Cyberattacks and Malicious Users are Huge Pain Points for Hosts
It should come as no surprise that Distributed Denial of Service attacks have had a hugely deleterious effect on web hosts. For instance, last month Rackspace’s DNS servers in two regions were hit with a flood of DDoS traffic. Additionally, the size of DDoS attacks has risen dramatically in the past few years to the point where Akamai recorded 17 attacks exceeding 100 Gigabits per second in Q3 2014, including one peaking at 321 Gbps.
Remaining secure from DDoS threats has been a gradual learning process for DigitalOcean.
“On the denial of service attacks, we’ve suffered a tremendous number of incidents,” Uretsky says. “When we deployed Singapore, someone really had it out for us. We were getting multi-hundred Gbps attacks week after week, and that really pushed us to progress our security story on the network side. And luckily we emerged out of that, but it was really touch and go in the first three or four months, but it really allowed us to gain the knowledge that we were able to spread to the rest of our data centers and secure our perimeter.”
The company deployed a number of systems layered on top of one another to protect customers, and also rolled out a highly secure configuration of its edge routers.
But beyond outside threats, users may have malicious uses in mind when they create hosting accounts. This is a huge issue for web hosts.
“With individual accounts, we go through multi-step verification process, so we’ll have a bunch of flags and filters and if you get caught in that web.” The approach has been to layer verification tools and technologies on top on each other, and add some in-house filters.

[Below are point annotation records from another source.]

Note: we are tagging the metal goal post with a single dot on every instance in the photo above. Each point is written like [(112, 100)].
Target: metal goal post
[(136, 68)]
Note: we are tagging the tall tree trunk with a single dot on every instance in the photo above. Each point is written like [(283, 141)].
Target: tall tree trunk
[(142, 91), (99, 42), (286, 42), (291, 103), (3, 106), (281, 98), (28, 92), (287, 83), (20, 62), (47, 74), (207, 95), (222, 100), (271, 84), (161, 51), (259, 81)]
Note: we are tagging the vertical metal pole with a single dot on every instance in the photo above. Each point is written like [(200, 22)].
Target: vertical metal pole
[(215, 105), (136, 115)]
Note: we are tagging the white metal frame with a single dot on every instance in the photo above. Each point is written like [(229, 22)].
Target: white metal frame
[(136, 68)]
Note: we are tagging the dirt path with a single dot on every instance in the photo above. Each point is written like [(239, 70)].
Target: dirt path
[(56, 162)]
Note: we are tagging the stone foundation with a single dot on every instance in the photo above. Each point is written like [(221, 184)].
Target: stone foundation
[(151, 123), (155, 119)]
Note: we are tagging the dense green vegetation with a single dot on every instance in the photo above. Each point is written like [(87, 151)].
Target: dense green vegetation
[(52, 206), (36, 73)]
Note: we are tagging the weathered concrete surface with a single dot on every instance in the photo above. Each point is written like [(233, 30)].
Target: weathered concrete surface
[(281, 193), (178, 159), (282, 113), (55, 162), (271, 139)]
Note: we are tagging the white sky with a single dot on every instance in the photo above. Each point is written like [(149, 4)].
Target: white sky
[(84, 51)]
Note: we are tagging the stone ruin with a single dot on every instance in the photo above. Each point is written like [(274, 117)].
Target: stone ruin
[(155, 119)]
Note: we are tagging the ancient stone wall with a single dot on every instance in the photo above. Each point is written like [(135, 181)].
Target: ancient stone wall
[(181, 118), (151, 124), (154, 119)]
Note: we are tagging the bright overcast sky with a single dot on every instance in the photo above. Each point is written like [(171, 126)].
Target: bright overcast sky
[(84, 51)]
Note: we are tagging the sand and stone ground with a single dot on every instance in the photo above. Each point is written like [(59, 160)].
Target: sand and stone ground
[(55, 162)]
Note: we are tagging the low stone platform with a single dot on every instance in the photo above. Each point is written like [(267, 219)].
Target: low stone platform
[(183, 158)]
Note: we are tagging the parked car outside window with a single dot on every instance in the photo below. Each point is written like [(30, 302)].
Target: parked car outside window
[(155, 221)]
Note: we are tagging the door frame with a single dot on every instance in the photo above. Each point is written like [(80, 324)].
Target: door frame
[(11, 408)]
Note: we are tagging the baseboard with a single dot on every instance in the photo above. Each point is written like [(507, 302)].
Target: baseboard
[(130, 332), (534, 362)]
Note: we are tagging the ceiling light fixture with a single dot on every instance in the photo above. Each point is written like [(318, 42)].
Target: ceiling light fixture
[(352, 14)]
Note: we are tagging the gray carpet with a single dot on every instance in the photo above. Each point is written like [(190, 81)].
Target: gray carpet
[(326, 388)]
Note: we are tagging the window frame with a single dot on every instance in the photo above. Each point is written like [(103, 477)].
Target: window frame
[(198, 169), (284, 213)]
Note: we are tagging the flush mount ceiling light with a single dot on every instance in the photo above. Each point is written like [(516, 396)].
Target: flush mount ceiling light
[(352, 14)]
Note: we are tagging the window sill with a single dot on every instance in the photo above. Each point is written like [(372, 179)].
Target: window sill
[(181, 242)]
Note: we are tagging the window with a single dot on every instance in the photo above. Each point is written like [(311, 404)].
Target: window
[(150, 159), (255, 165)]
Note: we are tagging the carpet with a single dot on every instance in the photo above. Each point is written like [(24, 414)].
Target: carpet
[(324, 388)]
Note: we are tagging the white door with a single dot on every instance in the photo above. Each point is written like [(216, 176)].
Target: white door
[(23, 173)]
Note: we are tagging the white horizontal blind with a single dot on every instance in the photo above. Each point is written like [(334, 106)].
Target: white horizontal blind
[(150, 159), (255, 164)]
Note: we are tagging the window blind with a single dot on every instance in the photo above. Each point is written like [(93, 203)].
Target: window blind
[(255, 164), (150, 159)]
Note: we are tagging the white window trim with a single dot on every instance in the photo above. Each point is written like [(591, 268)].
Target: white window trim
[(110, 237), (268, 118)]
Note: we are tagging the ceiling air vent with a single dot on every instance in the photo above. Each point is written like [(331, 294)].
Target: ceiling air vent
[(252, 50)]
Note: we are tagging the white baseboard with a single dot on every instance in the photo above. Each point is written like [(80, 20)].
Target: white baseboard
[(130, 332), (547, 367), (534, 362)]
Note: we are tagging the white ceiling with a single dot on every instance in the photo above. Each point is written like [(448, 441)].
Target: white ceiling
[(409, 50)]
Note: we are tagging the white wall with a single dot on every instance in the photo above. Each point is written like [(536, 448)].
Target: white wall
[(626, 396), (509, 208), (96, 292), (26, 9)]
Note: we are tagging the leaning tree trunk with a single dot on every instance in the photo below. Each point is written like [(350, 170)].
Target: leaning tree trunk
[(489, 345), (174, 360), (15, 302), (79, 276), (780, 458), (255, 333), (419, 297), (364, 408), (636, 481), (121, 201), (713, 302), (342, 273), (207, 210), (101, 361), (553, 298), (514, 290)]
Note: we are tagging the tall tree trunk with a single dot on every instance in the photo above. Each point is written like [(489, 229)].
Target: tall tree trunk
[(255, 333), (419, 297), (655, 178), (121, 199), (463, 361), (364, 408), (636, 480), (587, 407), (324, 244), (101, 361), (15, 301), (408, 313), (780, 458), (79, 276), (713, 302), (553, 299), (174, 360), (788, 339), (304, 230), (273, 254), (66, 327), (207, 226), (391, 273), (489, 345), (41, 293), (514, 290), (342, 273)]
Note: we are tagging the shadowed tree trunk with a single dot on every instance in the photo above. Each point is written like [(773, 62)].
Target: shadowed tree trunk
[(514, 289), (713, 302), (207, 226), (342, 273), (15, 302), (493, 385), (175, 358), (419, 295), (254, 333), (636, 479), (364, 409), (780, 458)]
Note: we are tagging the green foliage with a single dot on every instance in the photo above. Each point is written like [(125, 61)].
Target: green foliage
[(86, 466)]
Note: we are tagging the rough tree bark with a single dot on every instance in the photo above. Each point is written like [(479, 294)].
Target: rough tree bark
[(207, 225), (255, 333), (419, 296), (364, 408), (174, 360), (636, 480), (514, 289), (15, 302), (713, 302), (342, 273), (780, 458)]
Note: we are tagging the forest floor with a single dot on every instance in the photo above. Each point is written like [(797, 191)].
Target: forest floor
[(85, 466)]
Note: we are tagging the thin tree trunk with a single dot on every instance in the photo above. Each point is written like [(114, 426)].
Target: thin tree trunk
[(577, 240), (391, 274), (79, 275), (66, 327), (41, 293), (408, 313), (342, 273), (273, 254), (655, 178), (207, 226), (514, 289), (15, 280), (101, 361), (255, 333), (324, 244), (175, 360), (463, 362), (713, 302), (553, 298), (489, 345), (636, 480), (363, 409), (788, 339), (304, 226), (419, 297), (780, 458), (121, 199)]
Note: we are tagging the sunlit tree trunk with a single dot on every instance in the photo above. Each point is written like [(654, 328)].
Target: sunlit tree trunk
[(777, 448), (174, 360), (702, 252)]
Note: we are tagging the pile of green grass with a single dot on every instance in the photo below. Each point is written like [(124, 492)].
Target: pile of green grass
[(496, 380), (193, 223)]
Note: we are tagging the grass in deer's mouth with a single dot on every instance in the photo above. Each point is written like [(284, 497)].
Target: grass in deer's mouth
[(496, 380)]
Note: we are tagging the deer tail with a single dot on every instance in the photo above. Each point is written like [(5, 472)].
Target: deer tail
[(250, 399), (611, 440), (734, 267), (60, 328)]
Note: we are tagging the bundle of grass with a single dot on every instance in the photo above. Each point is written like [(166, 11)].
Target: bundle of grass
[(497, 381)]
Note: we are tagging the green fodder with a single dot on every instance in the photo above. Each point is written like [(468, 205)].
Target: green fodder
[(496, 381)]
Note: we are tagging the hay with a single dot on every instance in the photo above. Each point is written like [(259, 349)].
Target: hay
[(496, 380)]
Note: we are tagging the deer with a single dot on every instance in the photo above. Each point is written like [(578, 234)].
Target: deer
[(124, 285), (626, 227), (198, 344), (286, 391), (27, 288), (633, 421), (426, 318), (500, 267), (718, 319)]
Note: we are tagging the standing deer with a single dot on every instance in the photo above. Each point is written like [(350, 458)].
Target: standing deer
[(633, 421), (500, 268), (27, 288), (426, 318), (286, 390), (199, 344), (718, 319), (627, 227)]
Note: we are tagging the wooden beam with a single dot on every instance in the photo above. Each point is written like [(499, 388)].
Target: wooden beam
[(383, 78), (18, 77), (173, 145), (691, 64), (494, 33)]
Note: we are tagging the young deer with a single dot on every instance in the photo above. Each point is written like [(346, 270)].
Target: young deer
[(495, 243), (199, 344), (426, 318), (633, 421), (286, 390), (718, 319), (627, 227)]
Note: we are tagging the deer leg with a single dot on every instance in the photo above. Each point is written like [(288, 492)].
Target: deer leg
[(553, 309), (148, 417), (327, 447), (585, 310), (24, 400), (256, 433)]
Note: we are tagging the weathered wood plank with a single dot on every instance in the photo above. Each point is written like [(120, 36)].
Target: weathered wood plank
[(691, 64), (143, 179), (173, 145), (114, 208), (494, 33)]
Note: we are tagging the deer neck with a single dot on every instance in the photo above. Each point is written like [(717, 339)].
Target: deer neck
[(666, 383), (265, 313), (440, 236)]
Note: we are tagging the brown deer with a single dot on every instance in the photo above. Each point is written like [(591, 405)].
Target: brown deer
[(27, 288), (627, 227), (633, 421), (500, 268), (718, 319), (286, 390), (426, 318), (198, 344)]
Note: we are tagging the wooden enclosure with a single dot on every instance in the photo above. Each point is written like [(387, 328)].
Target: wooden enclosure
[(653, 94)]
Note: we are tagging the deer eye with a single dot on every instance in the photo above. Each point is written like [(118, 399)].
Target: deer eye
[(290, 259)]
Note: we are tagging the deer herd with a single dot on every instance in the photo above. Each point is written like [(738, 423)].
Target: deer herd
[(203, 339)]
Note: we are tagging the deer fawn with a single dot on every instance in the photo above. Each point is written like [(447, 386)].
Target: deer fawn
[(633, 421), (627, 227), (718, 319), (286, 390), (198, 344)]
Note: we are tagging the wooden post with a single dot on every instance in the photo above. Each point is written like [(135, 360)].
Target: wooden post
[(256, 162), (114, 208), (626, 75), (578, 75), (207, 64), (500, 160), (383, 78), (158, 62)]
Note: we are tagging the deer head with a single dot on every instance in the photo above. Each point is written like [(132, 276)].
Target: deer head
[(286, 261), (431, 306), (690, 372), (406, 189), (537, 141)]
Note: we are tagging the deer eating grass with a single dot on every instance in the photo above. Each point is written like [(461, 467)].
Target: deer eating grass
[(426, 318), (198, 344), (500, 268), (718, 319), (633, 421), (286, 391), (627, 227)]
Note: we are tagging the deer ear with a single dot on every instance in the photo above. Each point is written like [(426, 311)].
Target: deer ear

Users wrongly flagged can verify their identity by having it cross-checked against their profile on sites like GitHub, LinkedIn, Facebook, and Twitter.
Uretsky says, “In the past we’ve had a third of our sign ups on a daily basis attributed towards malicious users, so we’ve really progressed substantially.”
The Year Ahead
Uretsky says 2013 was about keeping up with customer growth and infrastructure expansion. 2014 was about catching up in terms of hiring and organizational structure. 2015 is about building a powerful engineering team as well as developing the leadership and the processes to fuel the company’s continued growth.
And this means making its Droplet product even better, and even moving beyond the Droplet. DigitalOcean is focusing on product development, and delivering on customer requests.
“We only delivered a single product to date in a meaningful way, and that’s the Droplet,” he says. “There’s so much more that our customers are asking for, and I can’t wait to deliver that.”